Laccases produced from two basidiomycetes, Trametes versicolor and the novel strain 95290 (KL F 10) screened during the OXEPI project were tested in the TMP process at different stages on:

wood chips
primary-refined pulp
secondary-refined pulp
screening rejects.

Depending on the enzymatic treatment conditions, the effects on the fibre and pulp properties were different. The laccases seemed to have an impact on the fibre surface chemistry, on the lignin structure, on the mechanical behaviour and on the peroxide bleachability.

If applied on the primary- or secondary-refined pulps, the laccases induced some paper strength and brightness decrease. The modification of the fibre surface chemistry allowed to enhance the improvement of pulp quality during peroxide bleaching. When applied on the screening rejects, the effects on the final pulp quality depended on the nature of the laccases. Strain 95290 from Kaiserslautern induced a better bleachability of the final TMP. Finally, the use of laccases on wood chips was perhaps the most interesting application. Energy savings of up to 25% were observed at pilot plant scale. The pulp quality was slightly decreased but optimisation of this treatment could maintain the pulp strength and brightness. With the Trametes laccase, the pilot plant experiment gave important results and confirmed the results obtained at laboratory scale.

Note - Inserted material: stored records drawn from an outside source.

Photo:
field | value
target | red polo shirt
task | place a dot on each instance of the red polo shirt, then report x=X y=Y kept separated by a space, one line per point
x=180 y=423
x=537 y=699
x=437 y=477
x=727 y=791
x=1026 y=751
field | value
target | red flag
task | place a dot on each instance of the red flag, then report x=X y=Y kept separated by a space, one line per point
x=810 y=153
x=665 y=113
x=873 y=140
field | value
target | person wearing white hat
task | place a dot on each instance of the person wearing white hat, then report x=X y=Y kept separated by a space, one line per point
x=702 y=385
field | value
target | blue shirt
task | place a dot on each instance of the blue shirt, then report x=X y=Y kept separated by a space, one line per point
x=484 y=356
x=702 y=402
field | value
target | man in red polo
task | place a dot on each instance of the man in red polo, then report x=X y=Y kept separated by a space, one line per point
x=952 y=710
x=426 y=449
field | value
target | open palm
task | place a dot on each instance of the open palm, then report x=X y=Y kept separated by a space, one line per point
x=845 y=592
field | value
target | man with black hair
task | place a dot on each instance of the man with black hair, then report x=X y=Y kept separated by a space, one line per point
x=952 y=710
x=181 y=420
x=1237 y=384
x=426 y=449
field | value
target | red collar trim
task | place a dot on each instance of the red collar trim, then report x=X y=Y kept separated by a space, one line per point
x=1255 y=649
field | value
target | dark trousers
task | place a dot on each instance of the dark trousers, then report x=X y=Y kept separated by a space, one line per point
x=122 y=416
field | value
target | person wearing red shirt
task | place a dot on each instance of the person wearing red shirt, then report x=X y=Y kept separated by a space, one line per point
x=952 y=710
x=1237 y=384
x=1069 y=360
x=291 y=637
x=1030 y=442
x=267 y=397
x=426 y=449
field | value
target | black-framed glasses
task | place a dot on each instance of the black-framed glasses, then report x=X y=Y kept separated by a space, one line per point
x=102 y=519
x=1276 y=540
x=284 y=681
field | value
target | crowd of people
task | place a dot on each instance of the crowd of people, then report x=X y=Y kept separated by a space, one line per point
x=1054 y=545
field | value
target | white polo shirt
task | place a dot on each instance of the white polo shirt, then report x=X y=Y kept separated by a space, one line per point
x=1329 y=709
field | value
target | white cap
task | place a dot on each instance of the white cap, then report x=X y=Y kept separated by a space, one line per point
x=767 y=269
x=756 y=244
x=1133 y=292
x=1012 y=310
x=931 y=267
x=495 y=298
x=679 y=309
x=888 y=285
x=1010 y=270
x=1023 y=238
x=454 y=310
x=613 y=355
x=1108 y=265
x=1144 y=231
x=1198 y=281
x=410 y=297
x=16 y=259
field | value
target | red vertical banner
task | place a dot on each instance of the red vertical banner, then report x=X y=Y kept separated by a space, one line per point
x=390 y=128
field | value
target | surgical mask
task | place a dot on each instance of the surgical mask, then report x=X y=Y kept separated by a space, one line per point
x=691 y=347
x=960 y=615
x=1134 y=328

Laboratory bleaching experiments were carried out by the industrial partners on OO-prebleached soft wood kraft pulp (laccase/HBT), on oxygen-prebleached Eucalyptus grandis kraft pulp (Laccase/HBT; MnP), and on oxygen-prebleached Magnefite spruce pulp (laccase/HBT; MnP). On all pulps promising effects were identified when a laccase or MnP step was introduced. The general view of the industrial partners is to continue research and development on pilot scale and to carry out mill trials with a commercial laccase and a cheap and environmentally friendly mediator.